Monday, September 26, 2016

Well Fargo is a Victim of the Cobra Effect

Anyone who follows this blog knows that I rarely hold a grudge and I don’t like kicking an individual or organization while it is down.  I am just not wired that way.  This week I am going to make an exception because of the lesson that can be learned for everyone in the agile community.  I am talking about Wells Fargo and their latest scandal regarding opening bogus new accounts for existing customers.

This isn’t the first time I have had my differences with Wells Fargo.  They were involved in a financial literacy campaign which denigrated humanities majors and liberal arts students.  Now thanks to federal regulators they are paying a $185 Million dollar fine for creating new accounts for customers without consent.  This gets to something the agile community call perverse incentives.

One of the central tenants of “scientific management” is that you measure how an employee does their job and then based on the data, as a manager, you figure out how to make that employee more efficient.  On the surface it seems like a smart idea.  A business person measures how work is done and then they strive to use that data to improve the speed and quality of the work.  This is where the perverse incentives come into play.  If you measure something and then use it as a performance incentive it ceases to be useful because it will force people to game the system to meet the metric.  This is called the “cobra effect” and I have blogged about it repeatedly.

Based on his testimony to congress, Well Fargo CEO John Stumpf said that he set up the incentives to “cross-sell” bank services to improve the company stock price.  This was the beginning of over two hours of uncomfortable questions and criticism from both Democratic and Republican congress members.  You know that you have done something bad when both Democrats and Republicans denounce you in public.

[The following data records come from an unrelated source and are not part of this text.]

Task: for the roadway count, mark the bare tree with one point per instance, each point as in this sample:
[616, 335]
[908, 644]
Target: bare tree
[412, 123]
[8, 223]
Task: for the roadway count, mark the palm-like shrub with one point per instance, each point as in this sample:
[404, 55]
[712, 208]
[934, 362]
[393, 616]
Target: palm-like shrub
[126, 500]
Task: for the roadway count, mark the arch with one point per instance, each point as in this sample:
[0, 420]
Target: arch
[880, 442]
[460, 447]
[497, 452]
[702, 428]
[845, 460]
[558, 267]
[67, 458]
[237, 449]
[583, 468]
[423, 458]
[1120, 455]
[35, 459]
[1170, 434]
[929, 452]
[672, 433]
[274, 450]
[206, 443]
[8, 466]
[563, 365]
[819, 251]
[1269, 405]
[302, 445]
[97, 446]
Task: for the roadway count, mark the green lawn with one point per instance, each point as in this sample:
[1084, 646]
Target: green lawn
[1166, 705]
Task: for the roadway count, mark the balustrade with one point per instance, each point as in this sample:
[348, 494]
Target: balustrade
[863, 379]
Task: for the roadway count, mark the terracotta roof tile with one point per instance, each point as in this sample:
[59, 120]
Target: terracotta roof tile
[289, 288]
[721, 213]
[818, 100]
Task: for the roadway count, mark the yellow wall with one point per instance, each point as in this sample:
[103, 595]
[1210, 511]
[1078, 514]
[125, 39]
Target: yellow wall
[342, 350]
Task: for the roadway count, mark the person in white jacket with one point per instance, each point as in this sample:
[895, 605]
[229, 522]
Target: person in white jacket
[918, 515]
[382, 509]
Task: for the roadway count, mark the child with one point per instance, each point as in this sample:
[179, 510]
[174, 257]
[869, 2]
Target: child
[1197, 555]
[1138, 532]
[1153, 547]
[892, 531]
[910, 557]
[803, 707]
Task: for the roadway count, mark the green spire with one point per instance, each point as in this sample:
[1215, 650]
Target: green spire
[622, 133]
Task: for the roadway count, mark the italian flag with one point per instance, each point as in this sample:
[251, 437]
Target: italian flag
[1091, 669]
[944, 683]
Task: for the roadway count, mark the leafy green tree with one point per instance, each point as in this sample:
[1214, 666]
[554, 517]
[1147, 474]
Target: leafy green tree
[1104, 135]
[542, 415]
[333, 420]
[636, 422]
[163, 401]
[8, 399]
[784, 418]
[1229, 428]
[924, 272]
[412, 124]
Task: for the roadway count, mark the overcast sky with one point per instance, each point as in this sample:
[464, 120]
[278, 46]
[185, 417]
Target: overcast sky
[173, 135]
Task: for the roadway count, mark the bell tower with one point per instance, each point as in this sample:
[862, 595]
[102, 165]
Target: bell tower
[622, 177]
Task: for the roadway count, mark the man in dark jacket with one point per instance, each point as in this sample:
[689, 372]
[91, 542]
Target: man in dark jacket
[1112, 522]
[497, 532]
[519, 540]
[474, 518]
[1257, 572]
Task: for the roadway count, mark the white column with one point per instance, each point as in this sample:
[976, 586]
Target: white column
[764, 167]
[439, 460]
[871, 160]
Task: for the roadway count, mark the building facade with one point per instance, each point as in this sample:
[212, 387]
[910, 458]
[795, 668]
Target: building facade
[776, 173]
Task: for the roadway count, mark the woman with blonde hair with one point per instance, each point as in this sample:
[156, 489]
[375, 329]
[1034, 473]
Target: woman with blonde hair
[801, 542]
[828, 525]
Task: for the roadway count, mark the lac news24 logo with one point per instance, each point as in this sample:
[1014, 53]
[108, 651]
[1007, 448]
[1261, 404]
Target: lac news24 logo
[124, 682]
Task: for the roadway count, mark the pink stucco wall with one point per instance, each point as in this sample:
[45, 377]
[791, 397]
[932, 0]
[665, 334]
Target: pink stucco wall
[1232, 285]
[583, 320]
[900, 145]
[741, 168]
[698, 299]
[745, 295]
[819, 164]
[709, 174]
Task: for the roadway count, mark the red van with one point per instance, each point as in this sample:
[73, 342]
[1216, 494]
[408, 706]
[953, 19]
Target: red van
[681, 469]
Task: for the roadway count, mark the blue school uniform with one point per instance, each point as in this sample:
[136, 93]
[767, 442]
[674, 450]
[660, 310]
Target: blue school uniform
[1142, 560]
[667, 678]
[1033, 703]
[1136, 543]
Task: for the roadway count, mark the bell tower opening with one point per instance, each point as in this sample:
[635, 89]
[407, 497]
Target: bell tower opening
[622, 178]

It did not have to be this way.  Stumpf could have measured performance and created training and education programs to make his staff learn how to better “cross-sell” products.  Instead, he used the blunt instrument of job incentives and it worked for a while until regulators and congress got involved.  Wells Fargo now faces additional investigation and possible criminal penalties.  It did not have to be this way but “cobra effect” can claim another victim and it could be a major American financial institution.